Pendant trois années d’affilée – de 2016 à 2018 - la ville russe de Saint-Pétersbourg a remporté le World Travel Award dans la catégorie « Première destination culturelle ». Cela signifie que pour le jury de cet « Oscar du tourisme », la Venise du Nord est la capitale culturelle non seulement de la Russie, mais du monde entier.

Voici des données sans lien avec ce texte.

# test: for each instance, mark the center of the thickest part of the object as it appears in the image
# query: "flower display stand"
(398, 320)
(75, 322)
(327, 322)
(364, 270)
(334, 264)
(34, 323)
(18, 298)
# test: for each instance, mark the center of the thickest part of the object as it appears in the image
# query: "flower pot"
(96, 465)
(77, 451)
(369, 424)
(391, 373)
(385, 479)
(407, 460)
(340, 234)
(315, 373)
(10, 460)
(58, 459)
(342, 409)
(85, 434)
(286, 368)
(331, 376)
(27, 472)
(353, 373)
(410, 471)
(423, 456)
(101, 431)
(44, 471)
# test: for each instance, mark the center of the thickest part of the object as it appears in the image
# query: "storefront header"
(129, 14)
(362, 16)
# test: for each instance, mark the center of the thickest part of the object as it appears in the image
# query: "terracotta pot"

C’est avec un certain flegmatisme que les habitants de la ville sur la Neva perçoivent cette distinction – pour eux, cela va de soi. « Capitale culturelle – c’est un vieux surnom de Saint-Pétersbourg. Et si la communauté internationale l’a confirmé, c’est agréable », a commenté Olga Fedortchenko, présidente de la communauté des guides-traducteurs de Saint-Pétersbourg, au sujet du premier prix WTA en 2016. Et pourtant, cela ne fait qu’une vingtaine d’années que la ville a été proclamée capitale culturelle du pays.
Baptême culturel
C’est l’ancien président russe Boris Eltsine qui a été le premier à qualifier ainsi la ville. C'était en 1997, alors qu'il passait à la chaîne moscovite Kultura (Culture) le cinquième « bouton » de la Télévision centrale, qui avait toujours appartenu à Saint-Pétersbourg. « Peut-être qu'il était embarrassé et a voulu dire quelque chose d’agréable », commente non sans ironie ses propos l’historien Lev Lourié. Quoi qu’il en soit, cette phrase a été retenue, devenant avec le temps un surnom de la ville.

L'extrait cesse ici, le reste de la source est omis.